The von Willebrand factor (VWF) is a key player in regulating hemostasis through adhesion of platelets to sites of vascular injury. It is a large, multi-domain, mechano-sensitive protein that is stabilized by a net of disulfide bridges. Binding to platelet integrin is achieved by the VWF-C4 domain, which exhibits a fixed fold, even under conditions of severe mechanical stress, but only if critical internal disulfide bonds are closed. To determine the oxidation state of disulfide bridges in the C4 domain of VWF and implications for VWF’s platelet binding function. We combined classical molecular dynamics and quantum mechanical simulations, mass spectrometry, site-directed mutagenesis, and platelet binding assays.

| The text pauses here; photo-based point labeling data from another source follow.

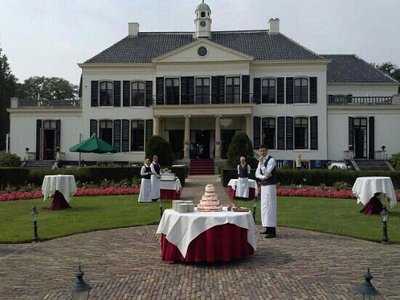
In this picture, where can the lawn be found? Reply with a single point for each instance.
(96, 213)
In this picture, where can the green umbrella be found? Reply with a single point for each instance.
(93, 145)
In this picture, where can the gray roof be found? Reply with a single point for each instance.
(350, 68)
(259, 44)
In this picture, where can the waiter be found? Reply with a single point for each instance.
(242, 186)
(155, 179)
(266, 174)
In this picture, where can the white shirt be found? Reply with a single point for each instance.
(263, 172)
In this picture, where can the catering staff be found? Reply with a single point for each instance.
(242, 186)
(145, 186)
(266, 174)
(155, 179)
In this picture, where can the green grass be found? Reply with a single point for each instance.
(97, 213)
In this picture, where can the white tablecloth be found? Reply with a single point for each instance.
(366, 187)
(173, 185)
(65, 184)
(181, 229)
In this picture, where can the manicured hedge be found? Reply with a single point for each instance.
(23, 176)
(318, 177)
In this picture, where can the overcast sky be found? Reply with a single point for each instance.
(49, 37)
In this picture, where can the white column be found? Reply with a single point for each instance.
(186, 142)
(218, 137)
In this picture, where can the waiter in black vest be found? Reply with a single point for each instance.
(266, 174)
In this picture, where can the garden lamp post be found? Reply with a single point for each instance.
(366, 289)
(34, 220)
(81, 289)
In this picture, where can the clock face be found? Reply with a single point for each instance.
(202, 51)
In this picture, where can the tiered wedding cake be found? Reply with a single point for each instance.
(209, 201)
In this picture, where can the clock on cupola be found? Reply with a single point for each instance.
(203, 21)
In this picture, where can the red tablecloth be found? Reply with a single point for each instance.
(222, 243)
(170, 195)
(231, 193)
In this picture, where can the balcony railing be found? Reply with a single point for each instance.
(367, 100)
(44, 103)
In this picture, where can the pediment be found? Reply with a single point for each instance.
(190, 53)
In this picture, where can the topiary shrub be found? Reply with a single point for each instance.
(160, 147)
(240, 146)
(9, 160)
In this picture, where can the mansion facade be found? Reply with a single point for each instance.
(197, 89)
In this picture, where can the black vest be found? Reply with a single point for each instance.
(148, 171)
(271, 180)
(243, 171)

We show that 2 disulfide bonds in the VWF-C4 domain, namely the 2 major force-bearing ones, are partially reduced in human blood. Reduction leads to pronounced conformational changes within C4 that considerably affect the accessibility of the integrin-binding motif, and thereby impair integrin-mediated platelet binding. We also reveal that reduced species in the C4 domain undergo specific thiol/disulfide exchanges with the remaining disulfide bridges, in a process in which mechanical force may increase the proximity of specific reactant cysteines, further trapping C4 in a state of low integrin-binding propensity. We identify a multitude of redox states in all 6 VWF-C domains, suggesting disulfide bond reduction and swapping to be a general theme. Our data suggests a mechanism in which disulfide bonds dynamically swap cysteine partners and control the interaction of VWF with integrin and potentially other partners, thereby critically influencing its hemostatic function. •Platelet integrins interact with the disulfide-bonded C4 domain of von Willebrand Factor (VWF).•The redox state of disulfide bonds in C4 domain of VWF was studied by molecular simulations and experiments.•Two bonds are reduced, causing C4 unfolding and disulfide swapping.•Opening of disulfide bonds impairs integrin-mediated platelet binding.